Understanding the Pros & Cons of Housing Co-ops

When you're shopping for a home in Madison, you might need to understand what a housing co-op is and the pros and cons. Housing cooperatives can be a great way to go compared to traditional housing, but it may not be the right choice for you. There can be some pros and cons with housing cooperatives.

What is a Housing Co-op?

Of course, co-op is short for cooperative and this type of option offers an alternative to owning a home or condo. The co-op will be run much like a corporation with the control and ownership going to the residents. While the housing co-op owns the building, the residents will own shares in the co-op.

How do Housing Co-ops Work?

A housing co-op works with cooperative ownership with at least one residential building. Sometimes, there are multiple buildings and the co-op will own the land with the buildings. Residents will buy shares in the co-op instead of buying the deed to the unit, such as when you buy a condo.

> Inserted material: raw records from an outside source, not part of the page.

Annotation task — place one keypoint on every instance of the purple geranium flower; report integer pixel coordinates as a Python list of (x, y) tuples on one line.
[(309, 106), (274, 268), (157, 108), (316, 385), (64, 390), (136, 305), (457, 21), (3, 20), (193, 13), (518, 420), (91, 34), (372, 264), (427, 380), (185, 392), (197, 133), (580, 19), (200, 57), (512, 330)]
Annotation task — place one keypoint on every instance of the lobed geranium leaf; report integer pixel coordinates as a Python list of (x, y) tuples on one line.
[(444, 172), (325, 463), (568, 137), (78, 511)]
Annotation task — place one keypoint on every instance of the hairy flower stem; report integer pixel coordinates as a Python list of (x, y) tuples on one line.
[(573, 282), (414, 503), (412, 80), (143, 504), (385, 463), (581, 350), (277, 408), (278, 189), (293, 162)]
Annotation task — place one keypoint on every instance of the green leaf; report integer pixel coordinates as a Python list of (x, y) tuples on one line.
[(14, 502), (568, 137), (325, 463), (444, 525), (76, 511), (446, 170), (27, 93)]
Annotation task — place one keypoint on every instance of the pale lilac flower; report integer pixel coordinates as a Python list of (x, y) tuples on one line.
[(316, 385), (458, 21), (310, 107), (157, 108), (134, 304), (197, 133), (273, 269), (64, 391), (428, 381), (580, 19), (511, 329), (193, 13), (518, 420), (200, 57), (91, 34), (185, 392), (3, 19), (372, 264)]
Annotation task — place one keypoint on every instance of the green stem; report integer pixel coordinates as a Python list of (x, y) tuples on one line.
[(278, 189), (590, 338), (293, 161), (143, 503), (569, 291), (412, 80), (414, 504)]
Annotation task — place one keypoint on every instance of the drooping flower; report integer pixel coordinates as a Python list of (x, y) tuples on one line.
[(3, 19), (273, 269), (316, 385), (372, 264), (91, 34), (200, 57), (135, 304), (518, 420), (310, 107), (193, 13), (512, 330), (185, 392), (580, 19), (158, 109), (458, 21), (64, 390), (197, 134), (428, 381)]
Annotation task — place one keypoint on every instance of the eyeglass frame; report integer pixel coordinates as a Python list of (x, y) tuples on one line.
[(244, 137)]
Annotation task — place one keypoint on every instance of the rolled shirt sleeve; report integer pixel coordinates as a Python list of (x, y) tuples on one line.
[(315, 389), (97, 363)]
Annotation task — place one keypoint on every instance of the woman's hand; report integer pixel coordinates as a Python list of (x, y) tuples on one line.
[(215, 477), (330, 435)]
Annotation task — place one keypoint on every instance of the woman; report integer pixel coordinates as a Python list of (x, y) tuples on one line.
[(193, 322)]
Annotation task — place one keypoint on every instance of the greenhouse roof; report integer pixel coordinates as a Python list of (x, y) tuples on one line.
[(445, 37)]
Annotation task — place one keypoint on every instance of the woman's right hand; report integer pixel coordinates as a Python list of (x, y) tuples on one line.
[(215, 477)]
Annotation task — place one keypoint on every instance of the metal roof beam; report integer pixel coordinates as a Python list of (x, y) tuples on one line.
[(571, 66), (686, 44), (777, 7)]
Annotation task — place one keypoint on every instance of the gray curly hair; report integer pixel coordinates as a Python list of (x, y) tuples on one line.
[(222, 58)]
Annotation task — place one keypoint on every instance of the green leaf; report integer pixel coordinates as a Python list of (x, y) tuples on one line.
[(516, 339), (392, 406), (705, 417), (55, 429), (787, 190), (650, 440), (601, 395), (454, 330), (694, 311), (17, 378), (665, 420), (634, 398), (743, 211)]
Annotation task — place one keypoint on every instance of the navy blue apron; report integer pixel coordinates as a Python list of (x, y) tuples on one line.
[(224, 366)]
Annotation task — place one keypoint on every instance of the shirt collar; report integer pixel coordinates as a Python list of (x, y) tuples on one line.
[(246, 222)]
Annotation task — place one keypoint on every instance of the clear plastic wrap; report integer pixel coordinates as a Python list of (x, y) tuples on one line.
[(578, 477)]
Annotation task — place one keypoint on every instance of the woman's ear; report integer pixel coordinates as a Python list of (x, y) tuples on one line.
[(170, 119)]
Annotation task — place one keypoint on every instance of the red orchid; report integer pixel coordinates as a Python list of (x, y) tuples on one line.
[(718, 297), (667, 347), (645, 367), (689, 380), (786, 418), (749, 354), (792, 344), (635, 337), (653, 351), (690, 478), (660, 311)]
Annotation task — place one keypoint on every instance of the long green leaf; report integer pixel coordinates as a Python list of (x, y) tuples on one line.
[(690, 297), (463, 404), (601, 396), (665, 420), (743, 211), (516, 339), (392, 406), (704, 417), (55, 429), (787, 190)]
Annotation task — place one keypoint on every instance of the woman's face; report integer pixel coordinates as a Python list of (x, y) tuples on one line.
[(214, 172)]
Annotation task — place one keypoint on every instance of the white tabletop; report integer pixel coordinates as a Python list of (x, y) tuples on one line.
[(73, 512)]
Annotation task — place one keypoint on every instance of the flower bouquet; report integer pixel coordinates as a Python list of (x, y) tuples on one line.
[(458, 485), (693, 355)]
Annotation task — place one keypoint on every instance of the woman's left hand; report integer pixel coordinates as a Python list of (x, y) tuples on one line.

Residents will also run and operate the housing co-op. It's typically a democratic process and the residents will elect a board of directors to oversee the co-op.

Types of Housing Co-ops

There are a few different types of housing co-ops you might run into, including:

  • The Limited-Equity Co-op - This co-op will restrict the price point when a resident wants to sell their shares. It's used for affordable housing more than anything else.
  • The Market-Rate Co-op - This type of co-op allows residents to buy and sell shares based on the current market rate. It's often used for larger projects in big cities.
  • The Group Equity or Leasing Co-op - With this type of co-op there isn't a benefit for equity ownership. Instead, residents get occupancy rights and will pay a rental cost below the market value.

These are the three common types of housing co-ops you might run into.

Within these types of co-ops, you might find apartment complexes, single-family homes, mobile home parks, senior housing, retirement communities, townhomes, or even student housing.

Pros & Cons of Housing Co-ops


  • Affordable - Often housing co-ops are very affordable.
  • Low-maintenance - You won't worry about repairs or maintenance with this type of housing.
  • Tax savings - Residents won't own the property, but still, get a homeowner’s tax deduction.
  • Less turnover - Compared to rental properties, housing co-ops have a lower turnover rate.
  • Community living - The culture of a co-op is all about the community.
  • Strict financing rules - It can be hard to get financing for a housing co-op.
  • Very restricted - Those living in a co-op will deal with heavy restrictions and rules.
  • Shared financial responsibilities - You will share the financial responsibilities with other residents.
  • High bar for entry - If you want to get into a co-op, you have to get board approval.


Housing co-ops are unique and quite different from buying a house or condo in Madison. Make sure you know what you're getting into before you go this route. It might work for you, but for most, buying a home or condo is a better option.